I make my living working from home as both an exec in a company with a 100% distributed international workforce and as an entrepreneurial cheerleader for converting companies to virtual workforces. I am often asked about the benefits of a remote workforce and I can literally talk for hours about them. However, let’s be frank about the two biggest challenges.
Remote workforce companies have to be pickier than anyone else
Let’s assume that everyone can work in an office (it’s not true but most professionals do). When managers check resumes and interview new employees, they consider the candidate’ skills for the job, how they will fit in with the team, etc.
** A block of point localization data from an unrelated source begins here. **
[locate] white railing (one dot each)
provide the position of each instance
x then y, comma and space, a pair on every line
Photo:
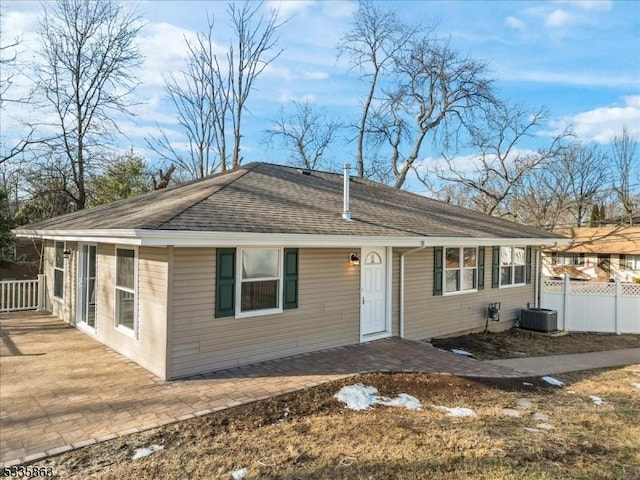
16, 295
608, 307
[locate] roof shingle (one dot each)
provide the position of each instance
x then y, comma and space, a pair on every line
268, 198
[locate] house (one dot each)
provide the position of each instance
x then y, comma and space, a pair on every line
267, 261
23, 257
596, 253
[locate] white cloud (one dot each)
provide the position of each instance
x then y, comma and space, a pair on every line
289, 7
587, 79
286, 97
590, 4
515, 23
164, 48
601, 124
558, 18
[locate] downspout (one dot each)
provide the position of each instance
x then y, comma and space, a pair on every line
402, 255
346, 214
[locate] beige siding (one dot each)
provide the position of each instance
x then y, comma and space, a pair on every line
328, 314
428, 316
148, 347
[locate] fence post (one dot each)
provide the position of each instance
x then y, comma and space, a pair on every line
41, 295
566, 289
617, 293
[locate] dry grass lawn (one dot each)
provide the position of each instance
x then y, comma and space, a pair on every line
310, 435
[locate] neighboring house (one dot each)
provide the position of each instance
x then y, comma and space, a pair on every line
267, 261
596, 253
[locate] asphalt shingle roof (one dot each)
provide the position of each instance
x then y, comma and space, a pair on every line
267, 198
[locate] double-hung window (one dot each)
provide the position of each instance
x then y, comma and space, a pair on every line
125, 288
461, 269
58, 271
512, 266
260, 280
630, 262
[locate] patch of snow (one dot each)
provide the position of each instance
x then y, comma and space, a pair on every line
362, 397
553, 381
458, 411
510, 412
146, 451
523, 403
464, 353
403, 400
545, 426
239, 474
540, 417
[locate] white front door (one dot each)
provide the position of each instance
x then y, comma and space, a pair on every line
373, 301
87, 286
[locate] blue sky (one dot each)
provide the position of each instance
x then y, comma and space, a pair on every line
581, 59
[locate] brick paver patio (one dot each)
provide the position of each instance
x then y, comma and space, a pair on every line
61, 390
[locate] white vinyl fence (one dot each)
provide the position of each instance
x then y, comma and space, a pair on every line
16, 295
612, 307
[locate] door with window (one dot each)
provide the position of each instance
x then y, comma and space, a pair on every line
373, 277
87, 286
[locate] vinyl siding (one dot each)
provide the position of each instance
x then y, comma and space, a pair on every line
64, 308
428, 316
148, 346
328, 314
Managers rarely consider discussing whether the candidates are able to work effectively in a cubicle or open plan office with dozens of co-workers.
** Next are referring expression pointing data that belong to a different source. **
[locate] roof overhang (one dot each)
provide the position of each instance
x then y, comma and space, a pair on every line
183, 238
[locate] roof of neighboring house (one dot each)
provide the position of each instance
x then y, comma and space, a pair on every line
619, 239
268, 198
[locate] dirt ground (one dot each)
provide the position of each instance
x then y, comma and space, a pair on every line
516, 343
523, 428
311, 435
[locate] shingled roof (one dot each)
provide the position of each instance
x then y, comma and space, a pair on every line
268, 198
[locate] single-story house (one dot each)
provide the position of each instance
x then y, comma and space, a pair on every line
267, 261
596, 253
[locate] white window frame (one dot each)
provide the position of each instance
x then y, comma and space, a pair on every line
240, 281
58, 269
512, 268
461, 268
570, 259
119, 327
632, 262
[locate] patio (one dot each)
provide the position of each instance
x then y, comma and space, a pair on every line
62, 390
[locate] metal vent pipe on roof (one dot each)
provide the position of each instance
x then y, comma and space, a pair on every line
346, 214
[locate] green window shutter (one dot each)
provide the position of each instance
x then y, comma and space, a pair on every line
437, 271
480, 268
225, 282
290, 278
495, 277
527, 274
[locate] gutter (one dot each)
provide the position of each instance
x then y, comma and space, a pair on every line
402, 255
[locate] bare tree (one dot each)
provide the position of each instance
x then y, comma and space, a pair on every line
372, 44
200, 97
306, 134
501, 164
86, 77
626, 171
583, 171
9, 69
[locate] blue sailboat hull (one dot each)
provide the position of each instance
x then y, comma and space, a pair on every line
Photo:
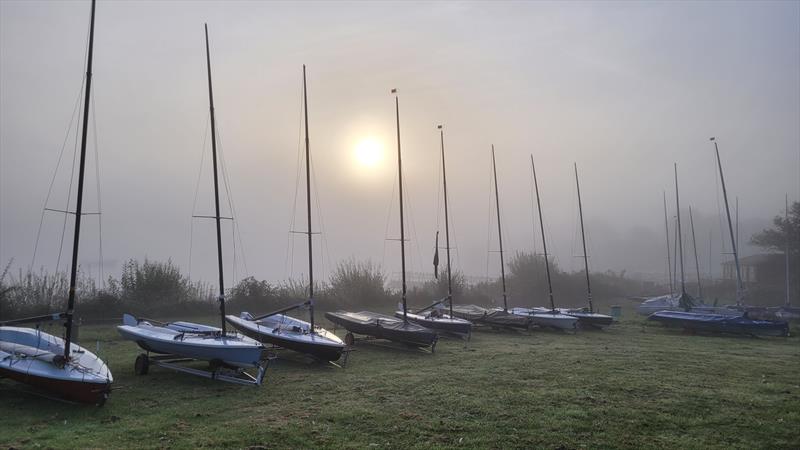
719, 323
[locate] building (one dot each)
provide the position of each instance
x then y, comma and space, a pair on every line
763, 269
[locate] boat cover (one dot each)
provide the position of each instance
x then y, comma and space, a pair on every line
439, 321
490, 316
34, 357
384, 327
721, 323
192, 340
291, 333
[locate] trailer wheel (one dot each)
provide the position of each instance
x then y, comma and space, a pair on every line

When hiring for a work from home job, it’s different. The remote employee not only needs to be able to do the job, they need to have the ability to drive themselves to complete work on time without the overt or passive pressures of having their boss and coworkers nearby. They also need to be able to cope with the all of the social and psychological issues of working far from everyone else on the team, often never meeting their co-workers in person.
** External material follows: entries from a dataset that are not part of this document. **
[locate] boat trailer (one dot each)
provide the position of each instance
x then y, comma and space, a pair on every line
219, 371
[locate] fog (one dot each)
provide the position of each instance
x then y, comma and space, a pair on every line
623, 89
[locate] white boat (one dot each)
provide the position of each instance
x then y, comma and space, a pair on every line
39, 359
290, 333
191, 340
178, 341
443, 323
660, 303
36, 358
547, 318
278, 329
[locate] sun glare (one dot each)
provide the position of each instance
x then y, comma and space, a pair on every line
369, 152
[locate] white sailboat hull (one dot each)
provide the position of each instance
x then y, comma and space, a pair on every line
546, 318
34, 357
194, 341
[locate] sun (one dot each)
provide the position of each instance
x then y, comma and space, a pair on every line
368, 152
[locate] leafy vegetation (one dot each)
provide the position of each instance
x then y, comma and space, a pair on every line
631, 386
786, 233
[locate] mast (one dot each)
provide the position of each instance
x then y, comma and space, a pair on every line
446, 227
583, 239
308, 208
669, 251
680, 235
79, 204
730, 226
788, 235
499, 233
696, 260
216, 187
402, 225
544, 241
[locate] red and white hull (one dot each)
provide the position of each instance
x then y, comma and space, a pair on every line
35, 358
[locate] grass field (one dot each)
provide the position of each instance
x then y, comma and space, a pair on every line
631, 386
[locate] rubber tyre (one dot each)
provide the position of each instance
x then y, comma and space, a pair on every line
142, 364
If you are thinking: “I work with a lot of people I’d rather not see every day,” consider that a good portion of the average professional’s network of friends comes from work and that a recent statistic that people with a best friend at work were 7 times more likely to be fully engaged in their work.. Those of us who work from home long-term learn how to cultivate our friendships far from work. Can every potential employee do that? Not a chance.
Great work from home managers are practically unicorns
Work from home managers not only have to be all those things that define a strong remote employee but also be capable of hiring a trustworthy, talented team and verifying the quality of work being performed hundreds or thousands of miles away. If those managers get it wrong by either being too trusting or go too far the other way by micromanaging their team into oblivion, they risk imploding the company.
This is why the question of scalability of distributed workforces won’t go away. Need a hundred data entry clerks to work from home? No problem. Need a highly qualified manager for every team of ten? That’s hard. Need a highly qualified exec or middle manager with the understanding and experience of remote teams to oversee the whole thing from their home office or a café down the street? Better start looking yesterday.